BACKGROUND: Originally described in 2007, the single anastomosis duodeno-ileal bypass with sleeve gastrectomy (SADI-S) was only endorsed by the American Society for Metabolic and Bariatric Surgery in 2020. Since then, th...BACKGROUND: Originally described in 2007, the single anastomosis duodeno-ileal bypass with sleeve gastrectomy (SADI-S) was only endorsed by the American Society for Metabolic and Bariatric Surgery in 2020. Since then, the procedure has grown exponentially in popularity. OBJECTIVES: Assess whether broader adoption of SADI-S has led to a change in practice patterns or complications. SETTING: University hospital, US national database.
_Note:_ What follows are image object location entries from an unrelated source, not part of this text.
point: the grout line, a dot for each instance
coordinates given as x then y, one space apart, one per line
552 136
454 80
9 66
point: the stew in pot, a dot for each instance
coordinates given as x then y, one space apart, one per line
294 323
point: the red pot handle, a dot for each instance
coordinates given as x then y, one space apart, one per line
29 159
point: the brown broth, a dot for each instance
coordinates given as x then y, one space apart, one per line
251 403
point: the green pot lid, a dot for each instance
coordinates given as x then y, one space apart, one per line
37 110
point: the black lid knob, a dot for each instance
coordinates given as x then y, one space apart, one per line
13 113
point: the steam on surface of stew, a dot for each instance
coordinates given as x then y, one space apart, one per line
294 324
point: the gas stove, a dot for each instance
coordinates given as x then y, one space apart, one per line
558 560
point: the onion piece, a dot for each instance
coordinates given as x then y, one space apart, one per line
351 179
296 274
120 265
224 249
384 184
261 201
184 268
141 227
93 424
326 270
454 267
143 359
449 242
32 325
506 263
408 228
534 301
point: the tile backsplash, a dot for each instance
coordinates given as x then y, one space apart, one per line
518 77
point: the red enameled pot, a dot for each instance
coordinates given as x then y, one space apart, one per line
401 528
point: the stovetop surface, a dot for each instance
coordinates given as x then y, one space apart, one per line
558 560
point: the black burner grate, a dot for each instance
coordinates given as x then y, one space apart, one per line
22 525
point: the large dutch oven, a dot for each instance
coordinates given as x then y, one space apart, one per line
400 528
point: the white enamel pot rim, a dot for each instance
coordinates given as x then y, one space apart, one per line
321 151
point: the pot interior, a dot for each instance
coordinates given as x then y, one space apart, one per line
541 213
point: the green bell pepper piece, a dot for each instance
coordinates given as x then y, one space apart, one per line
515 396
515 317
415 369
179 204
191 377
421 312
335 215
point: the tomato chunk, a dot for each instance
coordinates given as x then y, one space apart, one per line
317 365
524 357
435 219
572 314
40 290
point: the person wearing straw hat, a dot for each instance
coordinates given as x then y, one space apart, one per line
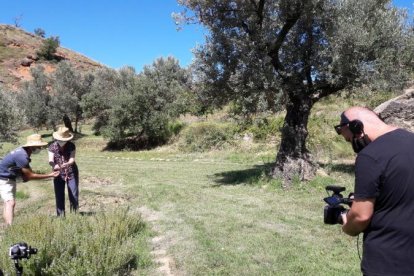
62 158
16 165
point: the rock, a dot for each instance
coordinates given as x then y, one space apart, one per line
32 57
26 62
399 111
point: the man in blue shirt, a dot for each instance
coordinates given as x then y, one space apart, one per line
15 165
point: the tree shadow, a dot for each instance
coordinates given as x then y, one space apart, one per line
248 176
87 213
340 167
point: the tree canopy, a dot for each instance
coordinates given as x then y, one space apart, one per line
263 54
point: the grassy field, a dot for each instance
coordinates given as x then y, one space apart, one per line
211 213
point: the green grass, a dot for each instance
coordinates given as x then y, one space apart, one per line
212 213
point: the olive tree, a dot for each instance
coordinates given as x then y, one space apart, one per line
134 110
35 99
293 53
10 117
68 86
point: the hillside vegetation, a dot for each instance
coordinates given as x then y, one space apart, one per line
170 212
18 46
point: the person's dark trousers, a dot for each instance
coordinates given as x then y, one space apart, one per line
73 193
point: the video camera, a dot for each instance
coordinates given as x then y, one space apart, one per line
20 251
334 209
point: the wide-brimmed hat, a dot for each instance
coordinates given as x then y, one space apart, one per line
63 134
34 140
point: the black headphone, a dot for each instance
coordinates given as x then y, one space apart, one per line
356 127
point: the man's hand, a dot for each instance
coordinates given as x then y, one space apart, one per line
54 174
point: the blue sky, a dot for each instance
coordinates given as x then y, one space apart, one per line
114 33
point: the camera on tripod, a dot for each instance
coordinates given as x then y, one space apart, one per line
21 251
333 211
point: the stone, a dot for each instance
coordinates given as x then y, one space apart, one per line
399 111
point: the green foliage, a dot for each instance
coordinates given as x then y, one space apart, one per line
270 55
135 110
35 99
10 117
21 195
264 126
68 88
48 49
206 136
98 244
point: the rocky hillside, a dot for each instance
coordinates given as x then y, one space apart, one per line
18 54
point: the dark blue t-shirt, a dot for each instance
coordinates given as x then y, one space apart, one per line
11 165
384 170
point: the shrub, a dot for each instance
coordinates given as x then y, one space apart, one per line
48 49
100 244
263 127
206 136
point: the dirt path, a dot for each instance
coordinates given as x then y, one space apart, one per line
160 244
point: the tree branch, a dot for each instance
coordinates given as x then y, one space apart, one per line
277 43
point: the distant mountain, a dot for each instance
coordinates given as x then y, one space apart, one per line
18 54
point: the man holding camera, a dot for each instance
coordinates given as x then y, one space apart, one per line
14 165
383 204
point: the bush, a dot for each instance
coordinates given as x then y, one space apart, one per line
100 244
49 47
206 136
263 127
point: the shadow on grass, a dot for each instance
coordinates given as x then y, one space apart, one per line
341 167
249 176
87 214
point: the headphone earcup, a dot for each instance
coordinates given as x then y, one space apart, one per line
356 127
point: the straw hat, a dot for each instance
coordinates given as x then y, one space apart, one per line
34 140
62 134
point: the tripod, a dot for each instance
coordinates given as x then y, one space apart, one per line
19 268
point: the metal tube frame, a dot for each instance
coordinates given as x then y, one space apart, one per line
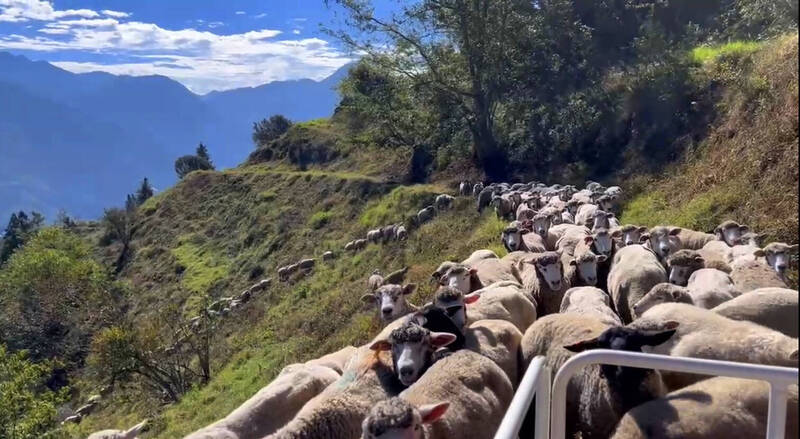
779 379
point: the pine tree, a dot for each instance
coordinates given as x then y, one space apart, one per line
144 192
202 152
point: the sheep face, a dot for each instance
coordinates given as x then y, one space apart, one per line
777 255
412 349
458 277
602 242
622 338
731 232
587 267
391 300
631 234
512 238
397 419
541 224
659 240
662 293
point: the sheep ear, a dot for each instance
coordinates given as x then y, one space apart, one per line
440 339
381 345
431 413
583 345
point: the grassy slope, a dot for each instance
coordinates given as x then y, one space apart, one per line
747 167
215 231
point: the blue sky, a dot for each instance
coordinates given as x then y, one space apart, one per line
204 44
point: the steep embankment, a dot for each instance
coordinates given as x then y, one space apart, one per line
746 169
217 233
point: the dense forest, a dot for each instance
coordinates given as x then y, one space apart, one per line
692 104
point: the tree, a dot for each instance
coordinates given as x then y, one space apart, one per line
27 406
458 49
270 129
189 163
120 225
145 191
19 229
202 152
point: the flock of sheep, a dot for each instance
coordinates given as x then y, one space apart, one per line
573 279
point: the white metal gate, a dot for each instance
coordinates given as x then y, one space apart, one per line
536 382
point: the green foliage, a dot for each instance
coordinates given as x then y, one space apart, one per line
188 163
53 295
320 219
27 406
19 229
202 263
270 129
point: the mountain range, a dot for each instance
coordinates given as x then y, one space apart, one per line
81 142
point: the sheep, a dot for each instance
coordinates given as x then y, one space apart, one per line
500 301
484 198
476 189
705 334
730 232
716 408
337 412
130 433
391 301
425 215
663 241
777 255
464 189
599 395
634 271
542 277
462 396
374 281
274 405
469 278
413 349
683 263
590 301
443 201
775 308
400 233
694 240
630 234
751 275
374 236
METHODS: This was a retrospective, observational cohort study of SADI-S entries in the 2020 through 2023 Metabolic and Bariatric Surgery Accreditation and Quality Improvement Program databases. χ and analysis of variance were applied to determine differences between years for categorical and continuous variables, respectively. Bonferroni correction was applied to adjust for degrees of freedom, and hence a P value < .008 was considered significant. RESULTS: From the years 2020 to 2023, operative SADI-S volume in the Metabolic and Bariatric Surgery Accreditation and Quality Improvement Program database increased over 4-fold from 488 cases to 1963 cases. Utilization of the robotic platform increased from 33.4% to 41.0% (P < .0001). Complication rate decreased significantly in 2021-2022. There was no significant difference between the years in rates of readmission, reintervention, or reoperation. The most common complications following SADI-S include skin and soft tissue infection, transfusion, and unplanned intensive care unit admission. CONCLUSIONS: Despite increased volume of SADI-S in recent years, rates of unadjusted, short-term, composite complications have not increased significantly and are not significantly different from those of Roux-en-Y gastric bypass or biliopancreatic diversion with duodenal switch.